I have the following problem.
I create an OpenGL texture, then I register and map it to the address space of CUDA. This works fine so far. But if the actual host thread is terminated and another thread is created doing the same procedure for some reason that fails,
and even worse: it freezes my computer.
the textures are defined in a seperate thread
here some snippets of the code that is executed by the host threads:
wglMakeCurrent(m_hDC, m_hRC);
// the next lines make my computer freeze when executed by the second host thread
// after the first host thread is destroyed
cudaGLRegisterBufferObject(m_pbuffer);
cudaGLMapBufferObject((void**)&data, m_pbuffer);
runCuda(…); // this is the function wich is doing some processing
cudaGLUnmapBufferObject(m_pbuffer);
cudaGLUnregisterBufferObject(m_pbuffer);
SwapBuffers(m_hDC);
wglMakeCurrent(NULL, NULL);
After the first thread ist destroyed the OpenGL texture becomes inaccessible by other host threads.
Each thread gets its own CUDA context. When you terminate the thread where you initialized CUDA, it automatically cleaned up all the resources used by it on the GPU. Even if you do not terminate that thread, device pointers, texture references and other resources are specific to that context and cannot be shared with another (like protected memory on the CPU).
yes, that’s right. But for the new thread the OpenGL texture or more it’s buffer is also mapped to the actual thread’s address space. So far this must be okay, or let me say it this way: I haven’t found any sentence in the CUDA manual why it should not work.
with a single device, is it possible to have opengl and cuda operate in two different threads?
What I want to do is create two pixel buffers in opengl, map one of them into the cuda context to be filled by a kernel, while the other is displayed with opengl.
As I expected I get errors when I call the cudaGLRegisterBufferObject() and
cudaGLMapBufferObject() functions.
You want to create two pixel buffers by OpenGL in one host thread and processed one of them at one time by CUDA which is operating in another host thread, right?
I think that should work, but I’m not quite sure truly said.
Do you make a call to wglMakeCurrent before cudaGLRegisterBufferObject is called?
Sorry I cannot help you more, but I have none CUDA capable equipment anymore.
That sounds about right. But let me be a bit more specific…

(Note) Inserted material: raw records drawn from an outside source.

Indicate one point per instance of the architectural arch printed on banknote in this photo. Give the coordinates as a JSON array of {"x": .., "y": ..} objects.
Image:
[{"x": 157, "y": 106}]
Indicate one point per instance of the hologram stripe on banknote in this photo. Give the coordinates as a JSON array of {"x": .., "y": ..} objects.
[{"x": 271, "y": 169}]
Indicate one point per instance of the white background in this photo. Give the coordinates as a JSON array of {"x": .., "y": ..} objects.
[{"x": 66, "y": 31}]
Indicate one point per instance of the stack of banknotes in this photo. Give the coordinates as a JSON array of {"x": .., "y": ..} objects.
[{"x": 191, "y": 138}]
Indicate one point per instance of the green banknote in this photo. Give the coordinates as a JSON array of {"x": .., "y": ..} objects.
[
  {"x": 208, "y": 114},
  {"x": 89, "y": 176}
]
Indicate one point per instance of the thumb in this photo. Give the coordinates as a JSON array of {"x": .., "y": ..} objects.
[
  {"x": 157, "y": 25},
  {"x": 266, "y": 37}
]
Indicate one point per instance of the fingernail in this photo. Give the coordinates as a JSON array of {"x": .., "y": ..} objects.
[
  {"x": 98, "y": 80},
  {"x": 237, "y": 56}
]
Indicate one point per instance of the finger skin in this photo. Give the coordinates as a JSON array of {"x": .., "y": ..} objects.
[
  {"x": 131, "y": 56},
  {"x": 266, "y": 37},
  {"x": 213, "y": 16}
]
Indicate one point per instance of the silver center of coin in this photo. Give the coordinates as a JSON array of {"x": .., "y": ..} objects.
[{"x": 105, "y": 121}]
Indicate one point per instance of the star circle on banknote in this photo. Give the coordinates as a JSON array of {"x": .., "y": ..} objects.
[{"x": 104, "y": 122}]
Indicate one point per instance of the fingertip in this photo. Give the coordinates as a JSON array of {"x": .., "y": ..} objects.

Actually I simply want to download and process an image with CUDA and subsequently display it with OpenGL. However, the CUDA stuff takes way too long and for some reason doesn’t run asynchronously. Since I don’t want to block the main render thread, I would like to run the CUDA stuff in a different thread. I don’t think it’s possible to map an OpenGL PBO from my main render thread into the CUDA context associated with my CUDA worker thread. Hence, I thought it might work if I created another OpenGL context in the CUDA worker thread and have it share a display list with the main OpenGL context.
This way I can create a PBO in the OpenGL context that runs in the same thread as CUDA and it should be able to map the PBO into the CUDA context. But additionally I should be able to access the PBO subsequently from my main render thread and draw its contents…
Does this sound feasible?
And do I really need to have two OpenGL contexts in this scenario?